# FreeBSD and SmartCard adapter



## User7 (Sep 20, 2015)

I have laptop HP 8460p with smart Card adapter, and I have mobile (sim Card) network connection. If exist any way to use SC adapter to connection to network?


----------



## diizzy (Sep 21, 2015)

The card reader needs to be connected to the WWAN (GSM/HSDPA/CDMA/CDMA2000/*) so you cannot use a stand-alone reader.
//Danne


----------



## Wozzeck (Sep 25, 2015)

The smartcard holder on HP Elitebook is generally not usable out of the box.
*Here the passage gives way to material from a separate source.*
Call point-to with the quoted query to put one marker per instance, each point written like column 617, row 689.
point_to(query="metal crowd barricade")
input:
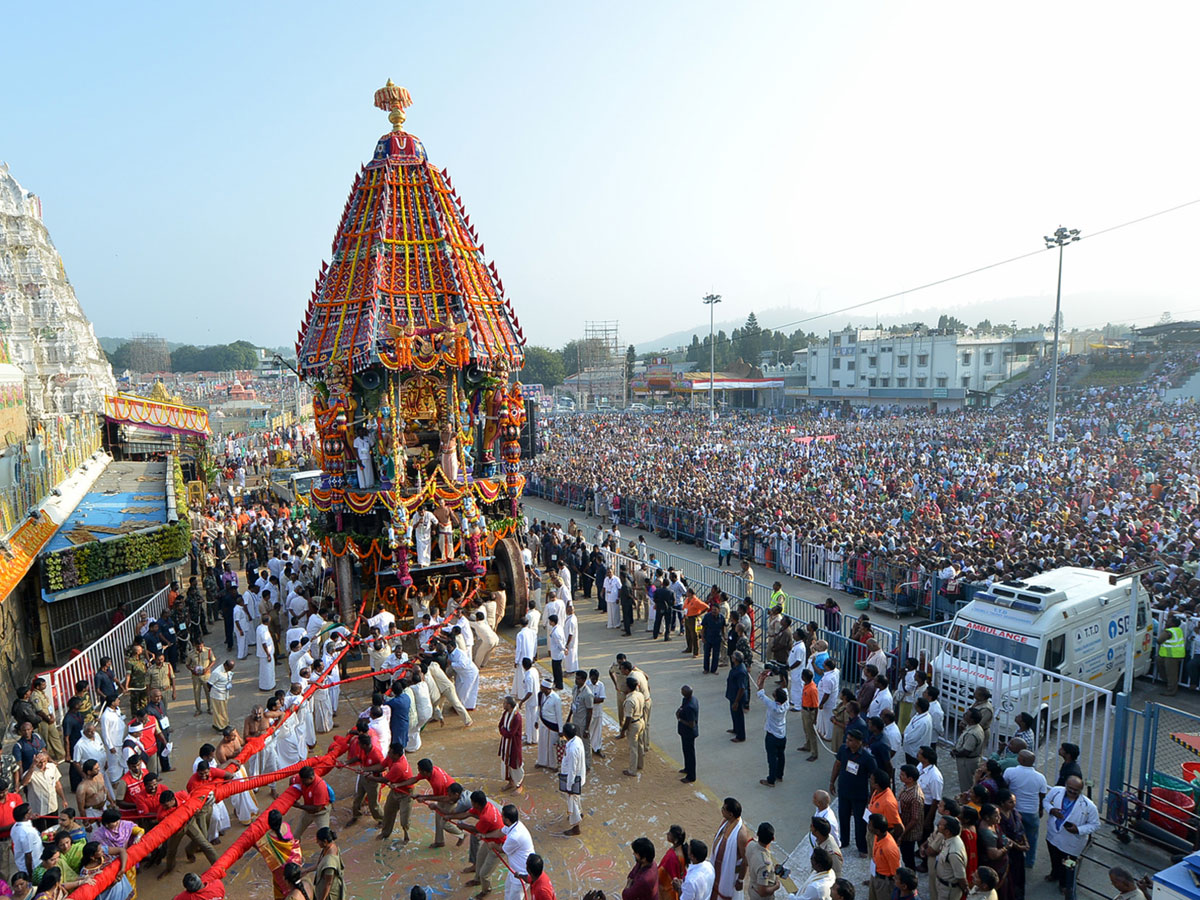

You must buy a compatible WWAN mini PCI-E express card and so they will work together

http://www.ebay.fr/itm/HP-Elitebook...-634400-001-/121662008701?hash=item1c539eed7d

Somewhere below the computer there are some screws to withdraw to discover the free mini PCI-E express hatch for this card






But I am not quite sure there will be a matching driver for FreeBSD. This kind of device is not very common, anyway this will depend on the manufacturer. II you have a FreeBSD/Windows dual boot, no problem if not check before on the hardware compatibility notice of FreeBSD 10.


----------



## User7 (Sep 25, 2015)

Ok, is available somewhere lost of compatible WWAN card to HP 8460p?


----------



## Handy92 (Mar 5, 2016)

Ericsson hs2340 is compatible but how about Driver? Any body know?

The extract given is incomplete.